Tuesday, 29 May 2018

Female Flash



            Monday was a very hot day for May. I took some pictures on the deck of myself in my new shorts and also snapped some of my amethyst rock. I uploaded all the images from my camera to my computer but I wasn’t able to go through and edit them all before I took a siesta. When I got up it was time to get ready for my bike ride.
            I drank a tall glass and a smaller one of water before leaving but it wasn’t enough for the over heated ride.
            There were more cyclists than usual from Yonge Street to Broadview. It felt like there was a continuous line of riders that I had to pass along the Bloor Viaduct, calling out “Passing! Thanks!” over and over again. After Broadview there was hardly any competition though.
            I stopped to pee at the Firkin at Woodbine and then continued on. Ahead of me was a little blonde woman, perhaps in her twenties, riding like a dynamo. I passed her and went on to Victoria Park. On the way north I was stopped at a light and just when it changed, who shot passed me but that same woman. I passed her again just after Dawes Road but when I slowed down to edge onto St Clair she didn’t slow down and she got ahead of me again. I wondered if it was just a coincidence that we were both on Danforth, Victoria Park and St Clair or if she’d just decided to follow me and beat me. I could probably have caught up with the female Flash again but I’d only planned on riding three blocks east of Victoria Park and down Westbourne so I could get home and post my blog, and so that’s what I did.
            I didn’t feel the need to stop and use the washroom at Starbucks this time.
            At Yonge and Wellesley, in front of the Starbucks there was a young panhandler who was obviously mentally ill. He was panhandling by angrily demanding dollars from people. A taller, homeless looking man with a beard stopped and perhaps wanted to beg there too but the younger man started shouting and threatening to punch him in the face.
            A section of Yonge about half a block long was blocked off by the cops, so I had to walk a bit. One policeman was taking photos of a motorcycle that looked slightly damaged from behind.
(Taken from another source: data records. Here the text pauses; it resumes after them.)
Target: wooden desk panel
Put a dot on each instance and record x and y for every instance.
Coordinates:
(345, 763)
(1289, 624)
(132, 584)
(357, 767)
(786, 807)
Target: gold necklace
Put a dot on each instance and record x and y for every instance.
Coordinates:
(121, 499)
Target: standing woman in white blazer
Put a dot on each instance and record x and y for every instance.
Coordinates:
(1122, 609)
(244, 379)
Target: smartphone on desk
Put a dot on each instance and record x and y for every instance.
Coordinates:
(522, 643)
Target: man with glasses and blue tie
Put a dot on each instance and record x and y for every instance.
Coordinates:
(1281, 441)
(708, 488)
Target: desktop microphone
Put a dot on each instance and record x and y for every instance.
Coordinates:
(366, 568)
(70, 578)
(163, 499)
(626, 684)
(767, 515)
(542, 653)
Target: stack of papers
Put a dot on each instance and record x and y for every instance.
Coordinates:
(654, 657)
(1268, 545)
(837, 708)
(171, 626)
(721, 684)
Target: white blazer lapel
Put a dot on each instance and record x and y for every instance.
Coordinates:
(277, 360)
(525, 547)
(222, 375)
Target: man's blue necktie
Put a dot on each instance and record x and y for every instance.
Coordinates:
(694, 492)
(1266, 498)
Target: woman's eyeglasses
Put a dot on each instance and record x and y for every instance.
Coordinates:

            Yonge Street is all broken up in stretches of concrete where the road meets the sidewalk, so I have to be very careful to keep my bike wheels from slipping into a crevice.
            When I got home I posted my blog entry about Saturday and then started writing about Sunday.
            I watched two episodes of The Many Loves of Dobie Gillis.
            In the first story Thalia concludes that Dobie will never amount to anything in their town because the only outstanding character trait that he has is that he is loveable. She decides that the only way he will ever become successful is if he surrounds himself with rich people who will be influenced by his loveable nature. She suggests that Dobie go to a renowned private school full of rich kids but he refuses to go away and be separated from Thalia. She goes to the grocery store and makes a pitch to Dobie’s father convincing him that Dobie will wind up in the poor house without the help of rich friends. Desperate, Dobie gets Thalia to make a deal that if he gets 100% on the next day’s math quiz she’ll agree that Dobie has proven he can accomplish something on his own and so she won’t ask him to go away to private school. Dobie goes to the house of his lovely math teacher, Mrs Adams for help to prepare for the quiz. It just happens to be that her and her husband are looking for a baby sitter so they can go to the movies (Their kid is played by a five year old Ron Howard who only has one line: “I hate school!”). When Dobie shows up at the door Mr Adams convinces Dobie to babysit. Dobie accidentally finds the math quiz and studies for it, but the next day, after getting 100% he confesses that he cheated. Days later, on his way to leave for private school, Maynard shows up with a suitcase, explaining that his parents are letting him become Dobie’s roommate. Dobie’s father cancels the whole thing because he knows Maynard will kill Dobie’s chances of making rich friends.
            Mrs Adams was played by Jean Byron who was Patty’s mother on The Patty Duke Show.
            In the second story Thalia dumps Dobie because he does not have a dominant personality. The idea presented here is that every woman wants to be dominated. Dobie is taken in by a conman who writes books telling people that they can become dominant by channelling the magnetic force of the Earth. A couple of coincidences happen that make Dobie think that he is using the power that Professor Dobkin has told him about. He convinces Dobie to let him use his father’s grocery store as a lecture hall to sell his book. Dobie helps him and believes in it so sincerely that he makes an impassioned pitch to the audience that sells the books. The professor, on seeing that all it took was sincerity rather than chicanery, is inspired by Dobie and confesses to him that his own system is all a scam.